Nadie sospechaba que tras el falso acento asiático roto y los ademanes de enfermero estaba el propio hijo de Leung, quien ocultaba en su jeringa un peligroso veneno llamado iodometano. Fue en ese instante, al recibir la inyección, que O’Hara dio un respingo, exclamando por el dolor punzante: “¡Dios, duele!”. Con frialdad, el “enfermero” le aseguró que “era normal”. Así, sin perder la calma, abandonó la casa de su madre mientras O’Hara quedaba inmerso en un peligro letal.
Los efectos del veneno no tardaron en manifestarse, y lo que en principio parecía una reacción menor se convirtió en un tormento. La inyección le provocó una grave infección, desarrollando fasciitis necrotizante, una enfermedad conocida por destruir el tejido muscular con rapidez.
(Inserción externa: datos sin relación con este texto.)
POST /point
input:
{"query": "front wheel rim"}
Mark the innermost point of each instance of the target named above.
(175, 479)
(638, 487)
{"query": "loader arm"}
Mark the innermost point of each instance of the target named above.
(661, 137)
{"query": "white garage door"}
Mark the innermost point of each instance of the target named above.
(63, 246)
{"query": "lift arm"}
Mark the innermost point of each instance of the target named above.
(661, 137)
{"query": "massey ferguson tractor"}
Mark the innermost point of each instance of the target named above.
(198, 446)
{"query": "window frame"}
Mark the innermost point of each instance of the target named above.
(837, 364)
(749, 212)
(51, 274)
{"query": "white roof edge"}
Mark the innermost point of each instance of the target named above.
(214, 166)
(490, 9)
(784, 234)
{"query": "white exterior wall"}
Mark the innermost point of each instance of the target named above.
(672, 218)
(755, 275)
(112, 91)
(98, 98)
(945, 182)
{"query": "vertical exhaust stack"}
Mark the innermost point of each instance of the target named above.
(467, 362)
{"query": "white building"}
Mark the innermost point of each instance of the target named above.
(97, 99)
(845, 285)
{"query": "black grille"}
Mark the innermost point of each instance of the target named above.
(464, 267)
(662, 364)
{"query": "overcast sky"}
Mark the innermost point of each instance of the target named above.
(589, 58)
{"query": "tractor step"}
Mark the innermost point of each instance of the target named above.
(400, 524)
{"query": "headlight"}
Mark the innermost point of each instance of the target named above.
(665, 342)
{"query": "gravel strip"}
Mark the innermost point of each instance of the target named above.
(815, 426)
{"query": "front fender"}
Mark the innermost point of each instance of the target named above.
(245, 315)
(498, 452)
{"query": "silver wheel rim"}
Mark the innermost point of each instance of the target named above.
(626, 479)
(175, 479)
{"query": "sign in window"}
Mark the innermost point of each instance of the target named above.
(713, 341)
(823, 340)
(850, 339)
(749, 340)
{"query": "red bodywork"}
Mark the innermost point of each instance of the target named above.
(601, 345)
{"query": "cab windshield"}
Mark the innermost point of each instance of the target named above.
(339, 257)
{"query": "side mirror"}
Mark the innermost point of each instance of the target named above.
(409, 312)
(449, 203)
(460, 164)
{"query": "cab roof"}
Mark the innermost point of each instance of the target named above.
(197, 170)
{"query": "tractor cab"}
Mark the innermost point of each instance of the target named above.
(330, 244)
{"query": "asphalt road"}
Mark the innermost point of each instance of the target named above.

La carne de su brazo comenzó a gangrenarse, y los médicos del hospital Royal Victoria Infirmary de Newcastle, donde fue ingresado de emergencia, tuvieron que extraer una gran parte del tejido para salvarle la vida. O’Hara pasó semanas en cuidados intensivos, enfrentando un sufrimiento físico que apenas podía soportar, reportó CBS News.
Mientras O’Hara luchaba por sobrevivir, las autoridades unieron los cabos que llevaban hasta Kwan. En el domicilio del médico, la policía halló un arsenal químico que incluía mercurio líquido, arsénico, frijoles de ricina —ingrediente clave para crear un veneno mortal— y varias sustancias tóxicas más. En su ordenador personal, la policía descubrió también manuales y recetas detalladas sobre cómo preparar venenos, desde cianuro hasta el químico que eligió para inyectar a O’Hara.
Era un muestrario de su obsesión enfermiza por la toxicología y la letalidad de los venenos. Su perversa curiosidad lo llevó a recopilar archivos como el Terrorist’s Handbook y el manual “10 Poisons Used to Kill People”.
Durante el juicio en el Tribunal de la Corona de Newcastle, el juez Christina Lambert describió a Kwan como un hombre consumido por el desprecio y la avaricia. El doctor, un hombre de 53 años con una carrera aparentemente intachable, fue condenado a 31 años de prisión por intento de asesinato, reportó Reuters.
Al concluir el proceso, O’Hara expresó que se había hecho justicia, pero para él, la experiencia había sido devastadora. “Ya no soy la persona que era. Soy solo una cáscara de mí mismo”, declaró ante el tribunal, recordando los estragos físicos y emocionales que el atentado de Kwan dejó en su vida.